LoSchiavo is a deeply religious man. He heads the choir at the parish he’s been attending for more than 30 years, and he co-founded Angays, a group for Anglican gay and lesbian support and lobbying in Australia. Asked how his religion and his life as Mother Inferior can be consolidated, he answers simply, “I have no great problem with Mother Inferior and the very Church of England Fabian Lo Schiavo co-existing. If people have a problem,’how can you be both?’, then that’s their problem. They are the same person after all…they just look and act a bit different”.

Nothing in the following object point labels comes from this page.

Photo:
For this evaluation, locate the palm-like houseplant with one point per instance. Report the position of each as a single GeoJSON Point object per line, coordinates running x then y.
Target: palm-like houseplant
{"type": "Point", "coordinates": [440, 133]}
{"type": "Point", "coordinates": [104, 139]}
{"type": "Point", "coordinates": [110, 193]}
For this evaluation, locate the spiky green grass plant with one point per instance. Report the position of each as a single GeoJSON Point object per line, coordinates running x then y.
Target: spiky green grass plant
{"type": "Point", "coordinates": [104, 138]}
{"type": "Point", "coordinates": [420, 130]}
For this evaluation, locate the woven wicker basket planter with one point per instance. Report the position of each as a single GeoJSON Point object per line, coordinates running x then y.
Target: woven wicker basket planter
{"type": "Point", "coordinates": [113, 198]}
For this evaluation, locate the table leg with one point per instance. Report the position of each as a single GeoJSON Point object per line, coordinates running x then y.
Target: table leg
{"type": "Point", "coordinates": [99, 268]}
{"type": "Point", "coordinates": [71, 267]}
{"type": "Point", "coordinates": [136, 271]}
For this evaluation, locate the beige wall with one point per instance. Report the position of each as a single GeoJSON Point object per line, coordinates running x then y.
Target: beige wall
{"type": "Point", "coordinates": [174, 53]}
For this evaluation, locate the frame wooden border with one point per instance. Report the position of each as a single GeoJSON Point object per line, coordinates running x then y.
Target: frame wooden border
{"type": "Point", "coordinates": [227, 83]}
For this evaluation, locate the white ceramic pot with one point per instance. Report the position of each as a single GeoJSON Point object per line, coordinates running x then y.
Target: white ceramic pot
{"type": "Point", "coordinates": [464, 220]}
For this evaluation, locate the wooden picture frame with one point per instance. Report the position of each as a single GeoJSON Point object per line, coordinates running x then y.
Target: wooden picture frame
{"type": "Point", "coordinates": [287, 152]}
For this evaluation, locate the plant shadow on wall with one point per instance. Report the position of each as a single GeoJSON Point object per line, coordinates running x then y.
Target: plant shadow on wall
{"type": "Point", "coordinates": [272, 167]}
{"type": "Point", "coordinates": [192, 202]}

Back in the house LoSchiavo has finished dressing, and his usually demure expression seems even more fitting as he emerges as Mother Inferior. “We usually carry a whistle, and our bus money, and a large, clean, black or white handkerchief in the pockets concealed in the tunic” he says. A little-known nunnish secret. Mother smiles at her disclosure and adds the final touch to her habit – a pink triangle badge which she gently pins to the scapular. The bus money is for the bus. The whistle is there to alert passers by if an attack occurs. This was a more regular occurrence not so long ago. Sydney-siders have become more accepting in the last 30 years it seems. Mother has been a big part of the crusade for that acceptance. But the whistle remains. In its secret pocket … One might be tempted to ask why the handkerchief had to be black or white, if it were appropriate. It isn’t.